By the force of its mission, accompanied by its inspiring surroundings, New Roots has managed to attract an impressive vanguard of new farmers committed to building a sustainable future on the ground of a withering past. They are clear-eyed young people who are braced by strong values that uphold their own independence. Yet, at the same time, they embrace a sense of solidarity with each other that is collectively motivated by a shared goal to serve a community.  Comfortable with the irony of serving themselves at the same time they serve others, they find a special kinship with New Roots, itself a hybrid non-profit, for-profit model of how you organize yourself in a world that’s not tolerant of too much deviation. They are informed by a belief that you must take care of yourself, pay attention to your passions, don’t accept the status quo when it ceases to be useful, but hold on to that moral compass which will guide you to a higher good.

Bringing younger generations to Fayette and Mingo Counties, as well as the entire state of West Virginia, is required for the state to survive and eventually thrive. The kind of innovation that I saw from young-ish leaders like Gabe Pena and Facing Hunger’s Erik Johnson and Cyndi Kirkhart, supported by engaged and visionary academics like Joshua Lohnes, are the essential play makers for change. But their efforts won’t be worth a bushel of ramps without a robust, forward-looking public sector investment. “Feed the people!” is more than a fist-raised-high slogan, it’s sound economic policy that serves multiple bottom lines: it promotes food security and healthy diets, puts land into production for the people who make up the states hundreds of mostly rural communities, attracts smart, hard working young people like those at New Roots, and diversifies an economy that has relied on extractive industries that were never more than a bad deal with the devil.

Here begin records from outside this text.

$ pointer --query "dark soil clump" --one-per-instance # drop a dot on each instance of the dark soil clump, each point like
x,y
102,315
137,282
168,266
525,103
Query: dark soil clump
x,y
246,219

Besides the models and energy that I was witness to, there are other building blocks already in place. West Virginia’s festival scene raises up local economies as well as a cultural heritage that is second to none. Tourism captures the imagination of active outdoors people as well as those who want to quietly enjoy that state’s beauty. Interestingly, existing Federal food assistance commitments can be creatively deployed to feed, nourish, and plant a new food economy rather than simply flood the coffers of Walmart and Kroger. As one young New Roots farmer told us, “I want to connect over food.” West Virginia’s food system offers connections galore!